Genetic and Rare Diseases Information Center (GARD)

Campomelic dysplasia


Other Names for this Disease
  • Campomelic dwarfism
  • CMD1
  • CMPD
  • CMPD1
  • CMPD1/SRA1
See Disclaimer regarding information on this site. Some links on this page may take you to organizations outside of the National Institutes of Health.

Overview

Campomelic dysplasia is a severe disorder that affects the development of the skeleton and reproductive system. This condition is often life-threatening in the newborn period.
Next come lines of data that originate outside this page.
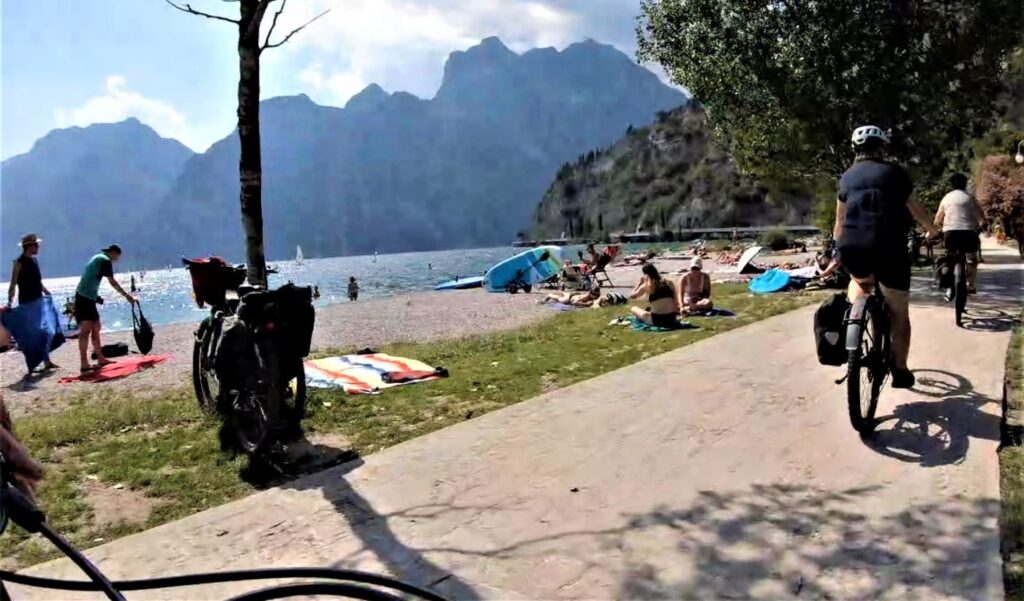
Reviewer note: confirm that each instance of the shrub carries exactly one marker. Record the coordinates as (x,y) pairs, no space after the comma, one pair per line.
(775,240)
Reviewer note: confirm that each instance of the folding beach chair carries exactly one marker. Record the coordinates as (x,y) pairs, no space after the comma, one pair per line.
(599,271)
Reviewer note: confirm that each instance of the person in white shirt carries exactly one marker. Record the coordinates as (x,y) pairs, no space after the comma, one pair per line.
(960,218)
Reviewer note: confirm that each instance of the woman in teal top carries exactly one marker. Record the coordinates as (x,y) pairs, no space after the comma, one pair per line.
(86,298)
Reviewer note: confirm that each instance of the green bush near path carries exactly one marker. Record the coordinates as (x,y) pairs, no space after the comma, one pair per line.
(1012,471)
(164,451)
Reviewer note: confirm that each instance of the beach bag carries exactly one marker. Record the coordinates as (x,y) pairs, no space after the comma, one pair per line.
(142,330)
(111,351)
(829,340)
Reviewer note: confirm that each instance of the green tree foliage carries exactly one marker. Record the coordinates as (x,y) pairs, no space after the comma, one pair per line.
(786,81)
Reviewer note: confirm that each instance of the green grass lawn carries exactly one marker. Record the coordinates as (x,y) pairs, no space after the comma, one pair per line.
(166,451)
(1012,473)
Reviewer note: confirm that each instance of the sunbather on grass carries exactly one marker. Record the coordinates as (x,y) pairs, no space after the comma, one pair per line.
(576,299)
(693,290)
(664,309)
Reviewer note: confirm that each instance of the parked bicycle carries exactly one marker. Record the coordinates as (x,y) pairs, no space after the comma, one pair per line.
(247,358)
(868,342)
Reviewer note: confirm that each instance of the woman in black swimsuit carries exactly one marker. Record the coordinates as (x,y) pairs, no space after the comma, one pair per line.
(664,309)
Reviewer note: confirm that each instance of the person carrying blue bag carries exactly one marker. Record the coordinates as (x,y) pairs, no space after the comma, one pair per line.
(34,324)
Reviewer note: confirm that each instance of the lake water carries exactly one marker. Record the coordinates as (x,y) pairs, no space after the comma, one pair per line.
(166,295)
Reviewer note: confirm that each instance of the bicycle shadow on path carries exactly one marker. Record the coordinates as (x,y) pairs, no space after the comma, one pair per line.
(936,432)
(378,539)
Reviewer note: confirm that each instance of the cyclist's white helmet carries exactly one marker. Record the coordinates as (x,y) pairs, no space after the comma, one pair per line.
(866,132)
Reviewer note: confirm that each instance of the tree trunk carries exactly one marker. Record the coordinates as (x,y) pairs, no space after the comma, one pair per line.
(250,162)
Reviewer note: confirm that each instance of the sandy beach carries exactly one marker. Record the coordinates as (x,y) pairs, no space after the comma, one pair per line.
(420,316)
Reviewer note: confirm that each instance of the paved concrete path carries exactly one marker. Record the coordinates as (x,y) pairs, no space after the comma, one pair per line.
(724,470)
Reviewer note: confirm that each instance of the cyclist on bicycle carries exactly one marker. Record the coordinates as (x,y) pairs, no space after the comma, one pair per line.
(958,216)
(873,215)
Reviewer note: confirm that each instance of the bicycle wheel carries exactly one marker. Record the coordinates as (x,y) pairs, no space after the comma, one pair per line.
(204,378)
(255,413)
(960,292)
(866,370)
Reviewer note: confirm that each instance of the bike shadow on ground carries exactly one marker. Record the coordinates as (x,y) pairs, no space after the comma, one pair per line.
(379,544)
(938,432)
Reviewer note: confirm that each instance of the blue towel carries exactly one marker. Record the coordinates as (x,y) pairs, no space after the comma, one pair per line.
(769,282)
(640,326)
(34,326)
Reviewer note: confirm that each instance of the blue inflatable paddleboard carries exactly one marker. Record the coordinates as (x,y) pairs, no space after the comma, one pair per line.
(528,268)
(769,282)
(461,284)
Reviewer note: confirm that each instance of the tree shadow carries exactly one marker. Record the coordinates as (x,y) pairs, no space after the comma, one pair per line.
(937,432)
(786,542)
(767,542)
(377,537)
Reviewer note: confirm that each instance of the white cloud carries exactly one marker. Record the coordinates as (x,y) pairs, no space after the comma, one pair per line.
(120,102)
(402,44)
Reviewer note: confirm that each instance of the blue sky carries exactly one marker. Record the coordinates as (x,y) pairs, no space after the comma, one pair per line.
(66,62)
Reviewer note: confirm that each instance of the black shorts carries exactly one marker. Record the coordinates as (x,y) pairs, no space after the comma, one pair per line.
(891,269)
(85,309)
(963,241)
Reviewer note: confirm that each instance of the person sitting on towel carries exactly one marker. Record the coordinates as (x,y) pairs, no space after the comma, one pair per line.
(664,308)
(693,290)
(584,299)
Affected individuals are typically born with bowing of the long bones in the legs and may also have bowing in the arms; short legs; dislocated hips; underdeveloped shoulder blades; bone abnormalities in the neck; feet that are abnormally rotated (club feet); external genitalia that do not look clearly male or clearly female (ambiguous genitalia); distinctive facial features (including a small chin, prominent eyes, flat face, a large head compared to their body size); a particular group of physical features, called Pierre-Robin sequence; and other abnormalities. It is caused by mutations in the SOX9 gene and is inherited in an autosomal dominant pattern, although most cases result from a new mutation in the affected individual.[1] Treatment typically includes multiple surgeries to correct some of the above-mentioned abnormalities.[2] When affected individuals have features of this disorder but do not have bowed limbs, they are said to have acampomelic campomelic dysplasia.[1]
Last updated: 12/29/2010

References

  1. Campomelic dysplasia. Genetics Home Reference. May 2009; http://ghr.nlm.nih.gov/condition/campomelic-dysplasia. Accessed 12/29/2010.
  2. Sheila Unger, Gerd Scherer, Andrea Superti-Furga. Campomelic dysplasia. GeneReviews. July 31, 2008; http://www.ncbi.nlm.nih.gov/books/NBK1760/#campo-dysp.Management. Accessed 12/29/2010.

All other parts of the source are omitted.